Ein Blick in die Zukunft
Wie gelingt es da, ständig nicht nur am aktuellen Stand, sondern der Konkurrenz auch noch einen Schritt voraus zu sein? „Es ist wichtig, eine Atmosphäre der Innovation zu schaffen“, sagt Mayrhofer, „gerade als Unternehmen, das in so einem Segment Marktführer ist, das Produkte internationalisieren will und nicht im Silicon Valley zuhause ist.“ Andererseits sei es wichtig, auf gut ausgebildete Mitarbeiter zurückgreifen zu können. „In Oberösterreich gibt es ausgezeichnete Ausbildungsmöglichkeiten mit technischen Zentren wie Hagenberg, der JKU oder den HTLs“, sagt der CEO.
Was wird sich in Zukunft in dieser schnelllebigen Branche tun?
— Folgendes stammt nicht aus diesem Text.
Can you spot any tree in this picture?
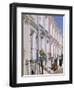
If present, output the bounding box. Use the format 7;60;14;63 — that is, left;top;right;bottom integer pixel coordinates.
39;49;46;74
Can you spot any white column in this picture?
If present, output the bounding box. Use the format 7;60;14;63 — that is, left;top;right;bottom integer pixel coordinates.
32;32;36;60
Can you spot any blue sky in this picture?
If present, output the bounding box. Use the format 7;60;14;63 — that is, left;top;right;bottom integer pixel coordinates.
53;16;63;33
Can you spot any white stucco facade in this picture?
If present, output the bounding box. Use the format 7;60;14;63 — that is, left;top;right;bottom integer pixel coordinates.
22;14;63;75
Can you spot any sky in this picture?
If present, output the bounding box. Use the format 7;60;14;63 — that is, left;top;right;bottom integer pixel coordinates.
53;16;63;33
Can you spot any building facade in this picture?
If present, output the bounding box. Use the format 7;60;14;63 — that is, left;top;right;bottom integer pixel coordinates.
22;14;63;75
48;16;63;72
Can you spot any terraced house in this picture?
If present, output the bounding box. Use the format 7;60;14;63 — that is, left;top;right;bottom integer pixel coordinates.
22;14;63;75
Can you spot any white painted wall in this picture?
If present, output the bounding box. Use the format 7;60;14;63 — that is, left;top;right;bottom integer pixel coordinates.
0;0;74;89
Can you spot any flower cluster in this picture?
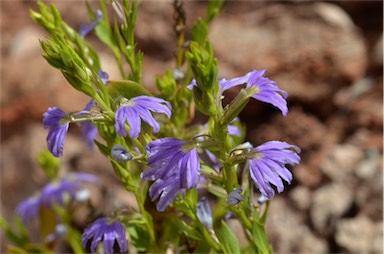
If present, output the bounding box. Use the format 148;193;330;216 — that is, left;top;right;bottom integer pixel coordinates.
16;173;99;223
32;1;303;251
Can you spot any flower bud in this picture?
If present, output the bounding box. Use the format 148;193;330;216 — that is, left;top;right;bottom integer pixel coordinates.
227;188;244;206
111;144;132;162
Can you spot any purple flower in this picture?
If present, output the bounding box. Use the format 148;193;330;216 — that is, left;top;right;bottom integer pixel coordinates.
197;197;213;229
15;196;40;223
220;70;288;116
82;217;128;254
147;173;182;212
81;122;98;150
79;10;103;38
248;141;301;198
114;96;172;138
40;179;82;207
141;138;200;211
43;107;70;158
15;173;99;223
98;70;109;84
Hartl: Daten wurden schon immer gesammelt und analysiert. „Derzeit gehen die Analysemöglichkeiten in Richtung Echtzeit“, sagt Hartl. Durch steigende Rechnerleistungen werde es zukünftig möglich sein, noch genauer zu simulieren, welche Auswirkungen bestimmte Aktionen hätten. „Wir können also noch genauer in die Zukunft blicken“, sagt Hartl.